El inolvidable e irrepetible Joaquín Vidal, a través de su libro TORO, el cual editó conjuntamente con el fotógrafo Ramón Masats, nos acerca a esta entrañable y divertida anécdota que vivió en una finca:
"Acudí a hacer un reportaje y el fotógrafo que me acompañaba era Fernando Botán y al cual me unía cierta amistad, pues habíamos sido condiscípulos en los escolapios durante nuestra edad párvula y de ahí devenía una confianza que solía manifestarse gastándose bromas.
El ganadero nos iba mostrando la finca en un tractor. Él conducía, nosotros dos íbamos sentados en la parte trasera de un remolque de poca alzada. Desde delante, el ganadero nos explicaba en voz alta cuanto quería enseñarnos. Yo escuchaba, observaba atentamente e iba anotando datos; Botán sacaba fotos. Nos detuvimos en los comederos, bajó el ganadero y se puso a llenar de pienso los cajones ayudado por el mayoral, mientras nosotros seguíamos en el remolque guardando la compostura debida y sin mover un músculo, pues los toros nos merodeaban con inquietante proximidad y no convenía llamar la atención.
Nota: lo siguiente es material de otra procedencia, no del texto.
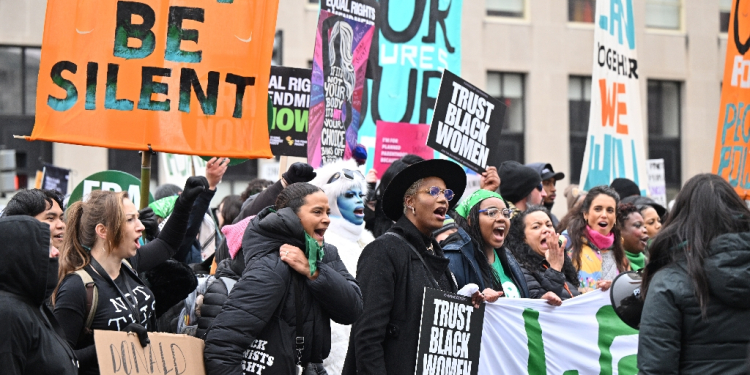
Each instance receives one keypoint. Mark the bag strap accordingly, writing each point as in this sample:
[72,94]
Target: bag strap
[92,299]
[299,341]
[413,249]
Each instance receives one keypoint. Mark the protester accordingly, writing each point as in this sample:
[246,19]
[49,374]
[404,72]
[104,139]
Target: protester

Yo escribía pausadamente. Botán tiraba fotos cuidando no hacer movimientos bruscos. Y de repente, para mi asombro, me susurró:
-No me hagas cosquillas.
¿Cómo iba a hacerle cosquillas si tenía las manos delante ocupadas por el bolígrafo y el bloc de notas? Lo tomé como una de esas bromas que nos veníamos gastándonos, y aunque me pareció extrañísima, seguí a lo mío sin pronunciar palabra. Pero Botán insistió:
-¡Que no me hagas cosquillas, coño!
El tono no era en absoluto de broma, evidentemente, y esta vez le pregunté si se había vuelto majareta.
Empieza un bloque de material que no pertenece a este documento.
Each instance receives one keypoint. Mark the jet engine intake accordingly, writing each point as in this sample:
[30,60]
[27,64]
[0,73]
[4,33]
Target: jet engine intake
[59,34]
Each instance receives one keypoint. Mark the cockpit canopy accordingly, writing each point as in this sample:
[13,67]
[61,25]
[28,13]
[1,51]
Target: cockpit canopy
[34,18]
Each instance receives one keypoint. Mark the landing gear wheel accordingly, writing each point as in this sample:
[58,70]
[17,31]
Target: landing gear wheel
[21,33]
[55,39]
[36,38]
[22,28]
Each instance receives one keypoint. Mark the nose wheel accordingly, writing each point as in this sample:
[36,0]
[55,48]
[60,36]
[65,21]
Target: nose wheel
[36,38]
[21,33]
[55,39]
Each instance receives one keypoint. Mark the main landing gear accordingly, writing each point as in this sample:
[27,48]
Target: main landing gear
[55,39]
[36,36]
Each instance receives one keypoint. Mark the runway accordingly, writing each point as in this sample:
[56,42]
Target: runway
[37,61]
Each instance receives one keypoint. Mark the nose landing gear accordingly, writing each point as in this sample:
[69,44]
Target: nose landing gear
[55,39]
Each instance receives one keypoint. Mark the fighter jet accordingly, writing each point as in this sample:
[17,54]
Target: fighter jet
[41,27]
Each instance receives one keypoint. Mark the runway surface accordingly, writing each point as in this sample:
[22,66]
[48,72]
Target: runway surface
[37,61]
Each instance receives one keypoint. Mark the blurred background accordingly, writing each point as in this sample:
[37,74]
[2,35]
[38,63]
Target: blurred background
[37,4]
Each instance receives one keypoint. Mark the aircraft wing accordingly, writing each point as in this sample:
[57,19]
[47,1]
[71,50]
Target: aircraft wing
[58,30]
Hubo un breve silencio, fruto de una intensa reflexión. Nos miramos, comprobó que no era yo quien le hacía cosquillas, nos volvimos, y se nos heló la sangre.
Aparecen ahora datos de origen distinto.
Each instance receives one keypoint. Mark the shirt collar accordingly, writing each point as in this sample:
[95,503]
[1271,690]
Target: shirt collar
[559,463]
Era un toro el que le hacía cosquillas.
Era un toro que se había engolosinado con la paja del remolque y al hincar el morro, sin querer, le hurgaba los costados con un pitón.
Llamé al ganadero. Y no me oyó. No me oía, ni él ni nadie, porque en realidad no me salía la voz. Abrí la boca, movía frenéticamente los labios, forzaba la garganta y todo resultaba inútil, pues las cuerdas vocales se habían helado también. A Botán no le salía la voz tampoco. Nos habíamos quedado mudos, y con motivo, pues nos dábamos por muertos. Quiso la fortuna que, por pura intuición de que algo raro sucedía, el mayoral se diera la vuelta y, al ver la situación, ronroneó: "Regurregurregu", y el toro, que entendía el idioma, apartó la cabeza, giró el cuello y se marchó pesadamente, pasito a paso.
Han transcurrido muchos años y nunca he acabado de entender por qué no nos pegó una cornada, teniéndolo tan fácil. De haber sido Joselito o Belmonte, quizás: le hubiera procurado cierta gloria. O, por lo menos, un buscador de espárragos, a los que los toros tienen especial inquina. Un toro ve en la finca un hombre cogiendo espárragos y le pega una cornada en la ingle. En cambio, dos periodistas con cámaras y con bolígrafo no son nadie, no sirven para pasar a la historia, no vale ni el tiempo que emplea para pegarle un revolcón.
Regurregurregu es la palabra mágica, acaso bíblica, con poderes exorcizarores y polisémica significación".